There Is No ‘Libertarian Moment,’ Part 279

Despite the New York Timesrecent discovery that Nick Gillespie wears black, the evidence for a “libertarian moment” remains shockingly thin. I recently made that case at a Cato Institute event, at which I parsed the available data to show that there is no evidence that there are seriously libertarian voting blocs up for grabs if the GOP turned to the left on defense or social issues. To summarize, while there are voting groups that do not vote Republican who favor libertarian-esque stands on the NSA or drug legalization, those groups do not support rapid, significant cuts to taxes or government spending.

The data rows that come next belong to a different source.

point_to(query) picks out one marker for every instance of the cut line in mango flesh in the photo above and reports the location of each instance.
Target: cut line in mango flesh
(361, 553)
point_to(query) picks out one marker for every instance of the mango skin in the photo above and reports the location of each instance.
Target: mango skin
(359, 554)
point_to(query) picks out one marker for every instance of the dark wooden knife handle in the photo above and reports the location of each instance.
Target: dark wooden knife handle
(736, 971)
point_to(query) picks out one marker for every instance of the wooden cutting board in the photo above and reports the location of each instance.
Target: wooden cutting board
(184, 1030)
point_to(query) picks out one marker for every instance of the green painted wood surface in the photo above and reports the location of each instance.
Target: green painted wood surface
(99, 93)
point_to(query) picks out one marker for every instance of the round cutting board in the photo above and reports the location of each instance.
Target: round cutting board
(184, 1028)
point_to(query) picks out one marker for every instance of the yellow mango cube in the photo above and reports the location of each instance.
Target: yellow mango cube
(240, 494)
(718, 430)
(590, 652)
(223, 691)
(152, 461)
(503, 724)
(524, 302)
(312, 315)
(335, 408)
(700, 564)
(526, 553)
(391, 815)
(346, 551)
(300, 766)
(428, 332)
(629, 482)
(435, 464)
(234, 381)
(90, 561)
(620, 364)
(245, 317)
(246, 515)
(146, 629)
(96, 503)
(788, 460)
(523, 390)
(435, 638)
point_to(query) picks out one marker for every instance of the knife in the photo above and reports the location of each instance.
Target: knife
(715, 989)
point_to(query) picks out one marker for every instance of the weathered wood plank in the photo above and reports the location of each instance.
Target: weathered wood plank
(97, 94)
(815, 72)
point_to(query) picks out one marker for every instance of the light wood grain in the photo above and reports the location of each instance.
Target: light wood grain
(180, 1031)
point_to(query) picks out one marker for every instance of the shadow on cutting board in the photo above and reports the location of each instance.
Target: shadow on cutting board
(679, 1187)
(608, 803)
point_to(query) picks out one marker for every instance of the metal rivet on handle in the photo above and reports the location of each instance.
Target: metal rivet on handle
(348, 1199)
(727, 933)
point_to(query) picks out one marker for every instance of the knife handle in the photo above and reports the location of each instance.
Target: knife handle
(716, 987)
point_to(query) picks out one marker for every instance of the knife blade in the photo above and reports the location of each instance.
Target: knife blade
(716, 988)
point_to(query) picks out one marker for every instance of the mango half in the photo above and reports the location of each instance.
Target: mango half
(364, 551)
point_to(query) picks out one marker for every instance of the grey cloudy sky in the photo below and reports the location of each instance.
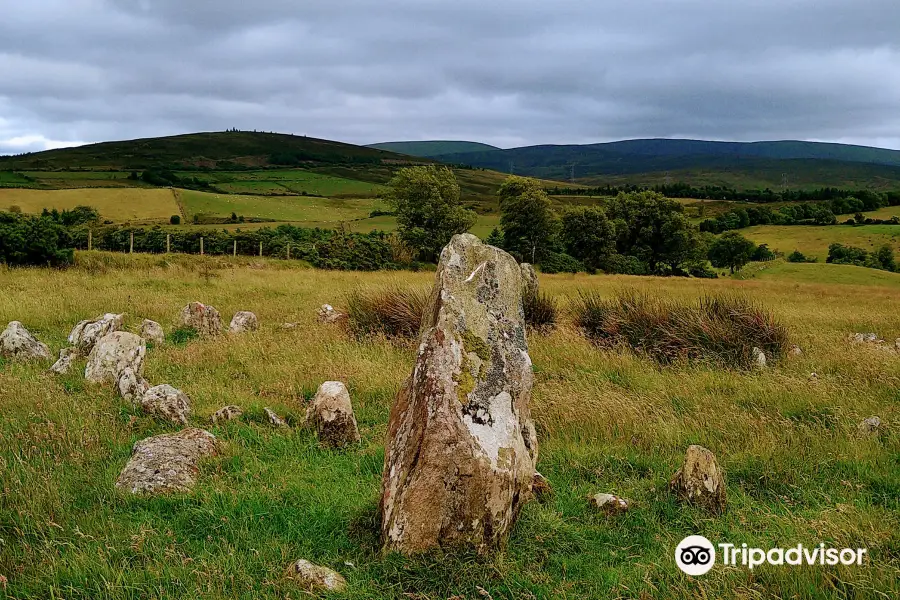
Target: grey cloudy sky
(507, 72)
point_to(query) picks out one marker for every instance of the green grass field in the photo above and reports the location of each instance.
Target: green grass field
(281, 208)
(814, 240)
(136, 205)
(608, 421)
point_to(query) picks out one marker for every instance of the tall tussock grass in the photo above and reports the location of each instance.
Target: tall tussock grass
(396, 313)
(541, 311)
(721, 330)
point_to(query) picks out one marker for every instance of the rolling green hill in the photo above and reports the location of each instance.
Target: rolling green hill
(758, 164)
(222, 150)
(433, 149)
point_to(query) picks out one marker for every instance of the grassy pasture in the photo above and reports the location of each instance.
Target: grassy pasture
(119, 204)
(608, 421)
(814, 240)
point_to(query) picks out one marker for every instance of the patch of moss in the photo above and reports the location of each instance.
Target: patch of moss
(473, 343)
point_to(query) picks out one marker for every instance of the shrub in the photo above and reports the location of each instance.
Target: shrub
(39, 241)
(557, 262)
(541, 311)
(394, 313)
(720, 330)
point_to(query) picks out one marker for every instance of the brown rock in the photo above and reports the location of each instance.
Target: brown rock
(461, 449)
(167, 463)
(203, 319)
(610, 504)
(17, 343)
(153, 332)
(243, 321)
(132, 386)
(314, 578)
(63, 365)
(86, 334)
(327, 314)
(700, 480)
(331, 413)
(227, 413)
(112, 354)
(274, 419)
(166, 402)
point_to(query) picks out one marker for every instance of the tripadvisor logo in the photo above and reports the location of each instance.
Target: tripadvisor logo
(696, 555)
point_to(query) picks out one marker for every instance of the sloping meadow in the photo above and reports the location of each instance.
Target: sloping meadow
(611, 415)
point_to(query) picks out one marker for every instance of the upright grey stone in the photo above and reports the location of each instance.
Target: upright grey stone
(461, 448)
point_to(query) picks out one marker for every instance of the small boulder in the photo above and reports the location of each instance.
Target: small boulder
(700, 480)
(203, 319)
(132, 386)
(152, 332)
(759, 358)
(274, 419)
(529, 280)
(112, 354)
(64, 364)
(17, 343)
(331, 413)
(609, 503)
(86, 334)
(327, 314)
(243, 321)
(167, 402)
(227, 413)
(314, 578)
(167, 463)
(864, 338)
(869, 426)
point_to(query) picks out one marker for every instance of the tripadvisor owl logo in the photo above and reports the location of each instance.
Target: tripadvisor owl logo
(695, 555)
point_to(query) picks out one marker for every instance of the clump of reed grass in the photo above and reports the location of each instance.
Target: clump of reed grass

But sometimes those poll data do not persuade, so the Times’ excitement got me thinking about other data. We know from experience that people tend to be opposed to tax hikes more than they are supportive of tax cuts, and much more than they are supportive of spending cuts. For the “libertarian moment” argument to be true, there has to be a large group of people who, like Cato Institute devotees, are enthusiastic about gay marriage and marijuana legalization and oppose tax hikes. “Libertarian moment” acolytes often say that “Silicon Valley types” and “entrepreneurs” are the people they think will switch once the GOP stops dancing with the icky social conservatives. Do the data support that claim?

Fortunately, I found data to test that hypothesis. In the 2012 general election, California had a statewide initiative on the ballot (Prop 30) to raise sales taxes on everyone and income taxes on households earning more than $250,000. The presidential race was also on the ballot, so here is a unique opportunity to test the “libertarian moment” thesis. Did Obama voters in the Silicon Valley oppose the tax hikes in large enough numbers to be politically significant?

No, they did not. Looked at on the county level, the tax hikes were approved by over 2–1 margins in all four Bay Area counties that could be said to be part of the “Silicon Valley” economy. Those margins were smaller than the margin by which the president defeated Mitt Romney, but not enough to make even a dent in the general trend. “No” to tax hikes polled only about eight to nine points better than Romney.

The same trend can be seen if we look more closely at core “Silicon Valley” communities.The tax hike was passed handily in Palo Alto, Ground Zero for Siliconistas; Mountain View, headquarters to Google; and Cupertino, mothership to the Apple Empire. It passed in the neighboring upper-income cities of Los Gatos, Los Altos, Portola Valley, and Menlo Park. It only failed narrowly in the places where the uber-rich live: Saratoga, Los Altos Hills, Monte Sereno, Atherton, and Woodside. In each case, Romney support tracked with opposition to tax hikes, meaning that most of the tax hike opponents were already voting Republican. “No” to tax hikes polled between 8 and 13 points better than Romney in these upper-middle-class to upper-class cities. That’s not chump change, but it also isn’t enough to swing a national election to the GOP. (You can find all the data for this here.)

Of course, that swing is the best-case scenario for “libertarian moment” aficionados. Votes on propositions involve none of the tradeoffs that votes for candidates to. If high-tech, educated, Silicon Valley entrepreneurs largely stay with the liberal fiscal agenda when party is not on the ballot, imagine what they will do when it is.

Henry Olsen is a senior fellow at the Ethics and Public Policy Center and the author of The Working-Class Republican: Ronald Reagan and the Return of Blue-Collar Conservatism.